Depuis le 28 février 2026, la guerre au Moyen-Orient a pris une tournure alarmante, avec des attaques ciblant des infrastructures énergétiques cruciales. Les confrontations entre l’Iran, les États-Unis et Israël ont suscité des représailles, notamment des frappes sur des sites pétroliers et gaziers. Cette escalade met en lumière le rôle stratégique des ressources énergétiques dans ce conflit.
EN BREF
- Plus de 29 sites énergétiques ont été attaqués dans le cadre du conflit.
- Les frappes touchent des infrastructures en Arabie saoudite, au Qatar et aux Émirats.
- Les conséquences économiques pourraient affecter la croissance mondiale et l’inflation.
Dans ce contexte, les tensions se sont intensifiées depuis le début des frappes israélo-américaines sur l’Iran. Les attaques de drones et les raids aériens ont touché des installations essentielles, comme la raffinerie de Ras Tanura en Arabie saoudite. Ce site, vital pour l’approvisionnement en pétrole, a été endommagé par des attaques iraniennes, illustrant la vulnérabilité des infrastructures énergétiques face à la guerre.
Le complexe gazier de Ras Laffan, premier producteur de gaz liquéfié au monde, a également été ciblé. Situé au Qatar, il a subi des frappes répétées, ce qui a entraîné une flambée des prix du gaz et une incapacité à honorer certains contrats. Ces attaques sont survenues après des bombardements israéliens sur le champ gazier de South Pars, d’où provient 70 % du gaz iranien.

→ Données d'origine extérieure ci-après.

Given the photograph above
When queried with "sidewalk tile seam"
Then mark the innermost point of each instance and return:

Les Émirats arabes unis ne sont pas en reste, avec le port stratégique de Fujairah ayant subi plusieurs attaques. Ce port est crucial car il permet d’exporter du pétrole en contournant le détroit d’Ormuz, désormais à risque. Les frappes sur Fujairah ont temporairement interrompu les activités portuaires, soulignant l’importance géopolitique de cette infrastructure.
Les experts s’accordent à dire que cibler les infrastructures énergétiques est une stratégie de guerre. Myriam Benraad, professeure à l’université d’Exeter, a souligné que l’Iran utilise cette méthode pour mener une guerre de dévastation économique, cherchant à affaiblir les économies des pays du Golfe. De leur côté, les États-Unis et Israël ont également frappé des installations iraniennes pour affaiblir le régime de Téhéran, qui avait réussi à maintenir une certaine exportation de pétrole malgré les sanctions.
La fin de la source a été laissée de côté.